On 11/12/13 1:03 PM, tn wrote:
On Tuesday, 12 November 2013 at 20:03:37 UTC, Andrei Alexandrescu wrote:
Consider we define equiv(a, b) as (a, b) => !less(a, b) && !less(b, a).
If at least one of the numbers is NaN, all comparisons return false.
That puts NaN in the same equivalence class with all numbers,
including numbers that are deemed in distinct equivalence classes.
That's where NaNs mess things up, and that's what we need to assert.
Consider three numbers a, b, and c. Then the following must pass:
assert((equiv(a, b) && equiv(b, c)) <= equiv(a, c));
("<=" on Booleans is actually implication.)

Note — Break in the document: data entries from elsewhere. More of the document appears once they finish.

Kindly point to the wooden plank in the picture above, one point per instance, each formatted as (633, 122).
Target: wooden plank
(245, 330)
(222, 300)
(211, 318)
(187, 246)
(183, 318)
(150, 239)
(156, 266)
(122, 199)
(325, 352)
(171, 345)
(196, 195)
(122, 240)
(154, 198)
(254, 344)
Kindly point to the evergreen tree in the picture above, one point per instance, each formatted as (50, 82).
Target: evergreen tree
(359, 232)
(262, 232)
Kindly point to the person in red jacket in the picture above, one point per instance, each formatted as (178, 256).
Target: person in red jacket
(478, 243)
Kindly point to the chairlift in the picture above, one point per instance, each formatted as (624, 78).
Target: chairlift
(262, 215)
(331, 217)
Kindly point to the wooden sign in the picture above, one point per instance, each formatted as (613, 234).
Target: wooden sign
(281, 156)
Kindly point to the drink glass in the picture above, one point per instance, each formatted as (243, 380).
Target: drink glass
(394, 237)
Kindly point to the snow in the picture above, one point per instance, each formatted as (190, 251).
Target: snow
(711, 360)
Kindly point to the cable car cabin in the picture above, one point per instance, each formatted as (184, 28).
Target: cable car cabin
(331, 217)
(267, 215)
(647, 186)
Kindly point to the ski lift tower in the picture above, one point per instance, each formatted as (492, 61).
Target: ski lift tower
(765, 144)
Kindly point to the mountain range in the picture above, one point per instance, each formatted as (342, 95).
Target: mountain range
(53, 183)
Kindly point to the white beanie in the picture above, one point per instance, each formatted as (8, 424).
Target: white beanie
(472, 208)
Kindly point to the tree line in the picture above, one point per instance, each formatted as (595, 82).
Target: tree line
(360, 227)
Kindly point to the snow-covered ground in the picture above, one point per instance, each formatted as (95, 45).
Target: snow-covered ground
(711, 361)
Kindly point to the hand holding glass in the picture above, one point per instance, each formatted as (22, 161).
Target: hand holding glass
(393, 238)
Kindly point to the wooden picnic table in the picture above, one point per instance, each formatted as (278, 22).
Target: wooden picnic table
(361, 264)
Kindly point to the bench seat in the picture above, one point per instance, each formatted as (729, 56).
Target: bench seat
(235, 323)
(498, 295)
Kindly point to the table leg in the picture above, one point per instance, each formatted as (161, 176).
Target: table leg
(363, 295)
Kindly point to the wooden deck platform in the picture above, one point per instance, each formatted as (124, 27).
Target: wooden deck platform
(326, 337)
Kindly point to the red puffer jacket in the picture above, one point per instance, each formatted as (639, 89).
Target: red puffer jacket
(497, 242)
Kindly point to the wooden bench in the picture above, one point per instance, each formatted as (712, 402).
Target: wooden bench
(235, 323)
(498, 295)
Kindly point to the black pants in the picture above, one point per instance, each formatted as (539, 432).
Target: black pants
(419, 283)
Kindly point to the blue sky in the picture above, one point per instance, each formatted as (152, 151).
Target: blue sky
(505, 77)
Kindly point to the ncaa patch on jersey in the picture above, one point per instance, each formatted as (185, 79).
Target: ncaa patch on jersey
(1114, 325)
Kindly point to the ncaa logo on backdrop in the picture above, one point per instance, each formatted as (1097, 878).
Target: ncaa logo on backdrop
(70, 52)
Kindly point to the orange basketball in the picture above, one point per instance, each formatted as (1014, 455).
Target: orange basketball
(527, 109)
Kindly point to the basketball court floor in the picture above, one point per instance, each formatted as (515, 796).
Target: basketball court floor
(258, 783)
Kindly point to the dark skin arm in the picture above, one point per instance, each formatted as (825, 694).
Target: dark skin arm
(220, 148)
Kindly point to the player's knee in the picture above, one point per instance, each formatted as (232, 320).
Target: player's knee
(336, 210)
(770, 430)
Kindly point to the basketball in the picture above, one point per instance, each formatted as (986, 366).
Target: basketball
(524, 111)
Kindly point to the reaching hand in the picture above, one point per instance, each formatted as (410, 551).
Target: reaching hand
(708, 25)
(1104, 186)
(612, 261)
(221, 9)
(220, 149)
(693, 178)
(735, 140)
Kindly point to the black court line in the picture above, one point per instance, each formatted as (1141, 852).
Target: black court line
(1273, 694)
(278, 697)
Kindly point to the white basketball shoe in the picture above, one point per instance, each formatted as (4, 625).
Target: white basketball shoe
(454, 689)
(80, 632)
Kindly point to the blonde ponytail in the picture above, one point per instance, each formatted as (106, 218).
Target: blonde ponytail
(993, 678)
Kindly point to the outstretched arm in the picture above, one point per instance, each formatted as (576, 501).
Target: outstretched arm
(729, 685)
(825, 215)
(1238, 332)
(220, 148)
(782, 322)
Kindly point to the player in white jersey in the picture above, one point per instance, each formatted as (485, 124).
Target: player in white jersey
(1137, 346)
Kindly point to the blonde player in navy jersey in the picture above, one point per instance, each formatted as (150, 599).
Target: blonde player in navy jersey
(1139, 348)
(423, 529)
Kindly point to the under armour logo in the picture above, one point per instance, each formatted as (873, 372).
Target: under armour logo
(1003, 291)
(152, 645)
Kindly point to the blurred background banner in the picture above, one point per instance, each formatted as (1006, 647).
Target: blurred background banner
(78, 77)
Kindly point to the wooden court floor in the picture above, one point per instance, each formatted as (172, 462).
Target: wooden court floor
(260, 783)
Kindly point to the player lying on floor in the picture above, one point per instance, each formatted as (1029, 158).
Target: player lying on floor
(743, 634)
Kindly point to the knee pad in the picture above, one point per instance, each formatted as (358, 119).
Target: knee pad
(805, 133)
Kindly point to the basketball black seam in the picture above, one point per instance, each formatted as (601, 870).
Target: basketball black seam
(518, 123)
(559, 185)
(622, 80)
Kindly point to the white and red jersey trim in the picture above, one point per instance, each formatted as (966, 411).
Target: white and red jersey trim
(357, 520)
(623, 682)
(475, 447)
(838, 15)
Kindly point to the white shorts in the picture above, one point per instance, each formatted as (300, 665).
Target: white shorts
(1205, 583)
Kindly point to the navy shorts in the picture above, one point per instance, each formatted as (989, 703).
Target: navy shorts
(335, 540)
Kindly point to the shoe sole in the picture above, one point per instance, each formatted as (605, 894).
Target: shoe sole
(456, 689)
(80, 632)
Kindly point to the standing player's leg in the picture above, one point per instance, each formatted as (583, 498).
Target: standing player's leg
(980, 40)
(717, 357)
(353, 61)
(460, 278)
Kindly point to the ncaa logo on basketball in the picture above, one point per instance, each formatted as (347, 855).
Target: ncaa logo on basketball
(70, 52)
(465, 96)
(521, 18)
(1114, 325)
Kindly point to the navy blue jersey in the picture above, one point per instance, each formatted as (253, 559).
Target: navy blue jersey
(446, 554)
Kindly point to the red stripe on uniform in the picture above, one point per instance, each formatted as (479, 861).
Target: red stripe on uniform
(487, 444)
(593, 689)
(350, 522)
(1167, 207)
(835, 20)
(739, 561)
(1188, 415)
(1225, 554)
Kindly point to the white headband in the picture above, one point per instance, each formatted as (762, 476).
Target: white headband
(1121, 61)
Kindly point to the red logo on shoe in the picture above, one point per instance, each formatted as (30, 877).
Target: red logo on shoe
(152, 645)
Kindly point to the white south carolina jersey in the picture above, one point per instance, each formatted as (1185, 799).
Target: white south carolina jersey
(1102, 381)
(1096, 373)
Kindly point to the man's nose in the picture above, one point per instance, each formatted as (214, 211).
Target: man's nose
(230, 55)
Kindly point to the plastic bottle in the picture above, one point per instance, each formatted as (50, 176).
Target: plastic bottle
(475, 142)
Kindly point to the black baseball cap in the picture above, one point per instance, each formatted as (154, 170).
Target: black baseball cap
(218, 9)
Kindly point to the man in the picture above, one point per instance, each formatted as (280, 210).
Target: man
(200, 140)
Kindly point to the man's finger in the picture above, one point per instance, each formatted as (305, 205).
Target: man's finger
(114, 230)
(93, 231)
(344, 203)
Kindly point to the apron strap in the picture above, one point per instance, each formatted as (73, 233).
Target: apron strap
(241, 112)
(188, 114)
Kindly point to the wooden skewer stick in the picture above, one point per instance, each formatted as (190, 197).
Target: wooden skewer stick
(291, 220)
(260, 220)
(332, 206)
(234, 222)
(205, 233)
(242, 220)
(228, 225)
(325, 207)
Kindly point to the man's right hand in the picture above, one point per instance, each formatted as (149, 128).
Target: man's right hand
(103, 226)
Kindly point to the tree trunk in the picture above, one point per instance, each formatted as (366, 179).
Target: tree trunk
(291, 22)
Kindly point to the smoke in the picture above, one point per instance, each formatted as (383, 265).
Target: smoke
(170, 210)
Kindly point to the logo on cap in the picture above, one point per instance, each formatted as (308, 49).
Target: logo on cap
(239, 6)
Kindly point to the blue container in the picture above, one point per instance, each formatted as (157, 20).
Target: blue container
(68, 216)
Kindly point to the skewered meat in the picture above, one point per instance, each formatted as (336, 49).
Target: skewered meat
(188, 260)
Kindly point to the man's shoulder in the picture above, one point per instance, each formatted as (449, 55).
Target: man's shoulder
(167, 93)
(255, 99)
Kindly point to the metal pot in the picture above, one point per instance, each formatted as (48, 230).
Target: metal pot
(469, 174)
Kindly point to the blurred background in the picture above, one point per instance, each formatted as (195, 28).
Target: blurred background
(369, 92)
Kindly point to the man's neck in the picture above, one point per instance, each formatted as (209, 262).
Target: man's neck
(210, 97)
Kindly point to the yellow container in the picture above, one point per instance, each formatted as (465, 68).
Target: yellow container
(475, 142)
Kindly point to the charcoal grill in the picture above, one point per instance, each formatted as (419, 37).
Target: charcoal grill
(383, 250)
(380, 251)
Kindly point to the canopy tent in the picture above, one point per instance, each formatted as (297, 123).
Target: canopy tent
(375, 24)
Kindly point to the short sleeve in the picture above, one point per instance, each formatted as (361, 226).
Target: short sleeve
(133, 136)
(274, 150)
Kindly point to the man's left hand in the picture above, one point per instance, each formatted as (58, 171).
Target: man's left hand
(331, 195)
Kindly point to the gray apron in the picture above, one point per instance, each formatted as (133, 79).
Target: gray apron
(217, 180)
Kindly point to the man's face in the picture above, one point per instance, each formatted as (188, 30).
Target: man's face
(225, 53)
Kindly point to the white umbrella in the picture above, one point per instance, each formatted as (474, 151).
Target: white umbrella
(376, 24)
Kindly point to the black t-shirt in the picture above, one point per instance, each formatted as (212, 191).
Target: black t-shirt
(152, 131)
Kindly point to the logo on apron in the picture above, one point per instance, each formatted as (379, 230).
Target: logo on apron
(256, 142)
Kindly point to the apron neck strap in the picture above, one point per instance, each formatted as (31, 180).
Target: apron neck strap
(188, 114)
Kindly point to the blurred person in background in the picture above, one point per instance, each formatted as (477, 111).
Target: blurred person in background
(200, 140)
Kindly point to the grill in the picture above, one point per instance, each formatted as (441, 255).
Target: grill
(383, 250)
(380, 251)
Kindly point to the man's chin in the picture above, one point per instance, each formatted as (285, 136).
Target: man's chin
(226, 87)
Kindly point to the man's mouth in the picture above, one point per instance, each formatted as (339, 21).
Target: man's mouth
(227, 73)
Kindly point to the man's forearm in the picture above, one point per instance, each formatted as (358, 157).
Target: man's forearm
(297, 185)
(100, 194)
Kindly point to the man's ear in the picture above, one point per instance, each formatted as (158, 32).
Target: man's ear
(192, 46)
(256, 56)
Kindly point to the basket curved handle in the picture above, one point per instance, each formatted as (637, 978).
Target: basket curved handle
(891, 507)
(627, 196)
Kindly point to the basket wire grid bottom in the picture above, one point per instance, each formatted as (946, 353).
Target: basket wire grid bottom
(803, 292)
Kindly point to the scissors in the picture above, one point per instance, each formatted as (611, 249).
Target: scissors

Shouldn't the implication be to the other direction? Then it becomes
assert((equiv(a, b) && equiv(b, c)) => equiv(a, c));
It is in the other direction, but the latter doesn't compile :o). Again,
it just turns out "a <= b" has the meaning of "a implies b". It's not a
particularly intuitive way to express it.
That test will fail with NaNs and should be part of isSorted, sort etc.
But it requires that the input contains at least three elements. And it
has to test a lot of possible triples (a,b,c), which I think requires at
least O(n^2) time. And it does not fail consistently whenever the input
contains at least one NaN (consider an input that contains only NaNs).
I agree. Ideas?
We should also check such as:
assert(!less(a, a));
assert(less(a, b) <= !less(b, a));
These should be checked in sort only; isSorted does not need these.
The latter fails also if a==b. (Unless the direction of the implication
is again wrong.)
Try it!
Andrei